What's the cost to transition from a 2 story building to a 10 story building? You can't just add 8 more stories: the building would collapse before you got to 5, so you have to redo all the structural work, building out of much more expensive concrete and steel instead of wood. You can't keep the same stairwells and elevators: you have 5x as much traffic, and the traffic on elevators is moving 5x as far (tying the elevator up for longer), so you're looking at adding 3 or 4 more elevator shafts and upgrading to significantly faster machinery. So now instead of 6% of your building being taken up just by elevators and stairs, you're looking at 20%, and your 10 story building is actually only giving you 8.5 stories of space. You've also outscaled the basic water grid pressure, so now you need pumps just to get water to do more than drip from the taps on the upper floor. etc. etc.

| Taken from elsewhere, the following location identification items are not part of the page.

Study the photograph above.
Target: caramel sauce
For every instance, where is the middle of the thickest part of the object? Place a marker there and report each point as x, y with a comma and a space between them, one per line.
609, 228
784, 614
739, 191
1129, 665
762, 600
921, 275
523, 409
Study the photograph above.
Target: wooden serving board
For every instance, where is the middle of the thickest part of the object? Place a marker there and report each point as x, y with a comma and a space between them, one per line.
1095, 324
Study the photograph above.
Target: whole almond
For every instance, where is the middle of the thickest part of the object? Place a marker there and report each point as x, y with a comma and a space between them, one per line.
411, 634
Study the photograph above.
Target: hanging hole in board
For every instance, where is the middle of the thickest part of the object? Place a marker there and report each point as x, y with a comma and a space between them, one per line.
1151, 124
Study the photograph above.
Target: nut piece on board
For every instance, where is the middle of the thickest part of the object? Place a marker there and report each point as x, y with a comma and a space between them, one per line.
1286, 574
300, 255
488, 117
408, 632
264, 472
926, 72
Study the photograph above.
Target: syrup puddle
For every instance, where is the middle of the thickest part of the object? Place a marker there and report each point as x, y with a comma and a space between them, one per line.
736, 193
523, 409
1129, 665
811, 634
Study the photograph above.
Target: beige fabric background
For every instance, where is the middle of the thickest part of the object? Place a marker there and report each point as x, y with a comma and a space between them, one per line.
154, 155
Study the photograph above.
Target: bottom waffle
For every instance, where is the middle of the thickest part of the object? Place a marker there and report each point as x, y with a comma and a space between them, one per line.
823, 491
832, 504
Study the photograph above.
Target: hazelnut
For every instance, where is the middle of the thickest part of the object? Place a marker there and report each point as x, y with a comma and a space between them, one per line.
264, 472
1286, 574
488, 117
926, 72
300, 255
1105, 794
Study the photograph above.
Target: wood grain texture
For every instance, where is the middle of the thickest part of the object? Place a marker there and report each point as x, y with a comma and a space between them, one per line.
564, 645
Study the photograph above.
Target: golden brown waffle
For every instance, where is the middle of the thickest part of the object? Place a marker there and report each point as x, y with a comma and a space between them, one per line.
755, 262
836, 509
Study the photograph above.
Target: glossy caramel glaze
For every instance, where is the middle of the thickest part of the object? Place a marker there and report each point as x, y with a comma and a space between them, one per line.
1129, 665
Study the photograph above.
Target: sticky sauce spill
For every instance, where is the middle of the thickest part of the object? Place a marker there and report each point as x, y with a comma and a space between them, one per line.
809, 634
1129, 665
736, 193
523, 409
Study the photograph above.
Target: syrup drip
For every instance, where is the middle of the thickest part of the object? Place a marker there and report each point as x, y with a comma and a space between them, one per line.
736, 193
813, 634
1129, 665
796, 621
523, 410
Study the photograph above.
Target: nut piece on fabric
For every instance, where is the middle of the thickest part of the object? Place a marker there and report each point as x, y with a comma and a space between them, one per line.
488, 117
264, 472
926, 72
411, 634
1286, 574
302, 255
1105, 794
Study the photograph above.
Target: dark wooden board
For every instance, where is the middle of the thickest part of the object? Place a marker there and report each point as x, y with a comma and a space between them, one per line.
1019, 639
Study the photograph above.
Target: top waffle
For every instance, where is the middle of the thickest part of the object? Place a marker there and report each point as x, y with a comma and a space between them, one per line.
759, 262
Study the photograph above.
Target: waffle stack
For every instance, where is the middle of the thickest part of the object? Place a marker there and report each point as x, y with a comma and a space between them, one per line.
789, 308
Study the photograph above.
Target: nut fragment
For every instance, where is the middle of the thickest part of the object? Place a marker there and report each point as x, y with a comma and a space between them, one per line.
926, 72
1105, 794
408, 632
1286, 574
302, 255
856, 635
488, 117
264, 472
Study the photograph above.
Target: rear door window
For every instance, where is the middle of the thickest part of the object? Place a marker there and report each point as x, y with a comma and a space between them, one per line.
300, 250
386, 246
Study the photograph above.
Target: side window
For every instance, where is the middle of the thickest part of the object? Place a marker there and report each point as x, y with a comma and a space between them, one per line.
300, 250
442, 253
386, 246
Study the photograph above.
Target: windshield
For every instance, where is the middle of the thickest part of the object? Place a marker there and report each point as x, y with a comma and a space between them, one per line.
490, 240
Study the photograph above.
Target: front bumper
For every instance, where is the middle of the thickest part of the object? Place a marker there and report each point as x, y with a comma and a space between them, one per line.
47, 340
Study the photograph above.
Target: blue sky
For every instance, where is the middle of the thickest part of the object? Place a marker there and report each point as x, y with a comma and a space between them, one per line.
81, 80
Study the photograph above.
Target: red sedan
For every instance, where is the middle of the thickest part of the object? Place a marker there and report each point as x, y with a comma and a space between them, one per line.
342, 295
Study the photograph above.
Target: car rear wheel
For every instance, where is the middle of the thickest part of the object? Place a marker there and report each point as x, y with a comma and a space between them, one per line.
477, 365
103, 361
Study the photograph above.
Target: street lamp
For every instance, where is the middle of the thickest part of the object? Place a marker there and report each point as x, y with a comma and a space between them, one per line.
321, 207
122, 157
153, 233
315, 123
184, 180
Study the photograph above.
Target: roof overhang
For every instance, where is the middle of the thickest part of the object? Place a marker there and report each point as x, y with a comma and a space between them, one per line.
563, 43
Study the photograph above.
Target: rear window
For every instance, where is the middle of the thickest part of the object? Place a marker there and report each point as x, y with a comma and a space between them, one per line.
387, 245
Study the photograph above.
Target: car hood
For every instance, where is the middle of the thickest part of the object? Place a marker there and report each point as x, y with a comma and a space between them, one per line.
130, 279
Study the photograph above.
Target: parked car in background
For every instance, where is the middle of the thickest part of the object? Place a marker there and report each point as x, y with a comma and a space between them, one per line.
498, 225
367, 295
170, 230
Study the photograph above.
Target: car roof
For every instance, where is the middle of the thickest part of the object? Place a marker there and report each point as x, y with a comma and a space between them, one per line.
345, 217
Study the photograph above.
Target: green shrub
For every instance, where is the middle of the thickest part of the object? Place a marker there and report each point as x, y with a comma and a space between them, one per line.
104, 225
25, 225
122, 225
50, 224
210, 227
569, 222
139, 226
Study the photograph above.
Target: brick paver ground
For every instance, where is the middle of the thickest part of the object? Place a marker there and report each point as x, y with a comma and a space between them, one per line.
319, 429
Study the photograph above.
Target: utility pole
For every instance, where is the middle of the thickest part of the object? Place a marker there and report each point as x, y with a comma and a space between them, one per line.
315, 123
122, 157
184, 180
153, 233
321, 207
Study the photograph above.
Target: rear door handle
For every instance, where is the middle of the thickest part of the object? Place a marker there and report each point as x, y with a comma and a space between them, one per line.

Even in the 2 to 3 story example, just slapping another story on the top isn't what you're claiming it is. You're not getting 50% more equally-useful space for less cost, since the third floor is just not as useful as the first two. It takes longer to get up there, just by making the path longer. All the stairwells and elevators are more crowded, so the entire building is lower quality. Water pressure in the third floor is lower. etc. You're just ignoring the costs to the rest of the building and assuming the existing infrastructure will be good enough (which it generally is, going from 2 to 3 stories, which is why so many buildings are at that height).
Even just the square/cube law (or the 1D-2D equivalent) says that scaling something up (as a single thing, rather than repeating the same design) makes it
more expensive, not less. Each floor has to support the weight of the floor above it: simple math says that without switching to a less cost effective material which is stronger in less space, the space you devote to structural members increases on each floor until you have almost no room. The same goes for transportation (stairs, elevators, hallways), water, electricity, etc. Some things are fixed costs (land price, security for the ground floor if it's that type of building, etc.), but most things scale, and often scale super-linearly.
The efficiency of scale comes from not having to pay fixed costs multiple times: have two of the same machine, and you only paid once to design it/figure out how to actually construct it once. But figuring out how to make the same machine/building/thing twice as big is not the same.